From this study, the substitute species were selected mostly among the same pool of life form (tree and woody species), genera, or families to maximize the utility of the substitute. However, while guarantying the satisfaction, plant selection from the same pool may reduce the freedom level of choice and contribute to the selective depletion of plant groups (genera or families). To be sustainable, the mechanism of TWS substitution may go beyond the same pool and explore other functional groups. For instance, in Atakora regions, P. biglobosa was substituted with the soybean Glycine max while V. paradoxa was replaced by Arachis hypogea. The substitution pattern of P. biglobosa makes sense as soybean is rich enough to compensate the protein supply of the fermented and processed seeds of P. biglobosa which is a popular ingredient locally used in sauce.

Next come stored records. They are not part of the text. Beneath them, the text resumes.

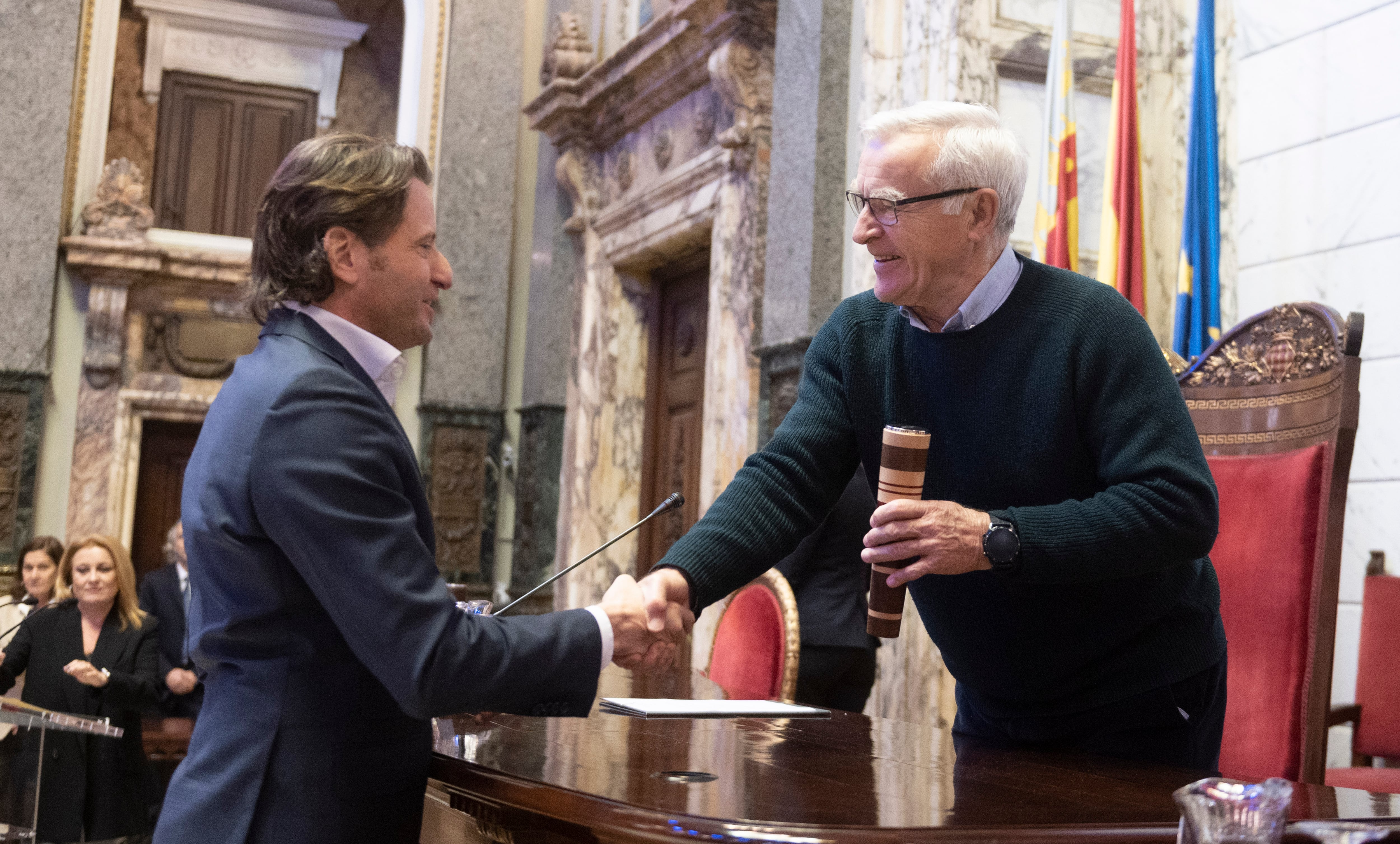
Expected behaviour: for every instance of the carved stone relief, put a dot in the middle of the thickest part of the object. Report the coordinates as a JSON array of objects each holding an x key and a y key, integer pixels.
[
  {"x": 661, "y": 149},
  {"x": 13, "y": 411},
  {"x": 1284, "y": 346},
  {"x": 103, "y": 342},
  {"x": 120, "y": 209},
  {"x": 743, "y": 75},
  {"x": 197, "y": 348},
  {"x": 458, "y": 478},
  {"x": 570, "y": 55}
]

Overall, the substitution mechanism is not always a sustainable panacea for controlling the depletion of TWS, especially by selecting in a same pool of threatened species. However, the substitution of a perennial woody species by an annual plant could represent a sustainable alternative to slow down the decline of the TWS.

Conclusion

The study provides data on the diversity of, and local ecological knowledge on, threatened woody species currently found in the Atakora mountain chain region in Benin. Their families and genera vary with respect to the zone and informants showed a good level of knowledge about these species. Therefore, community-based management programs involving people from different areas, cultures, and ages for gender-sensitive experience sharing will be a judicious strategy for sustainable conservation of those threatened woody resources and their ecosystem in the study area. The most threatened species including Khaya senegalensis, Pterocarpus erinaceus, Borassus aethiopum, Anogeissus leiocarpa, and Diospyros mespiliformis need urgent conservation actions. We recommend ex-situ conservation of these species while promoting their integration into agroforestry-based systems.

Local communities rely on a variety of substitutes as adaptation measure to the rarefaction of daily used species. The choice of surrogate is dynamic and evolves in space and time. Therefore, a threatened and socio-economically important species in one region may be a potential substitute in another, and minor species of today will likely become of great importance in the future. However, people develop unsustainable practices that compromise the survival of minor species which are prone to extinction, and in doing so, they may run out of substitutes later. Strategies for conservation of woody species should then target not only the socio-economically important threatened species but also the minor species, for the next generations. Furthermore, the central government, scientists, NGOs, and actors at different levels must be aware of their responsibility and crucial role in educating people to conserve nature as our universal common inheritance.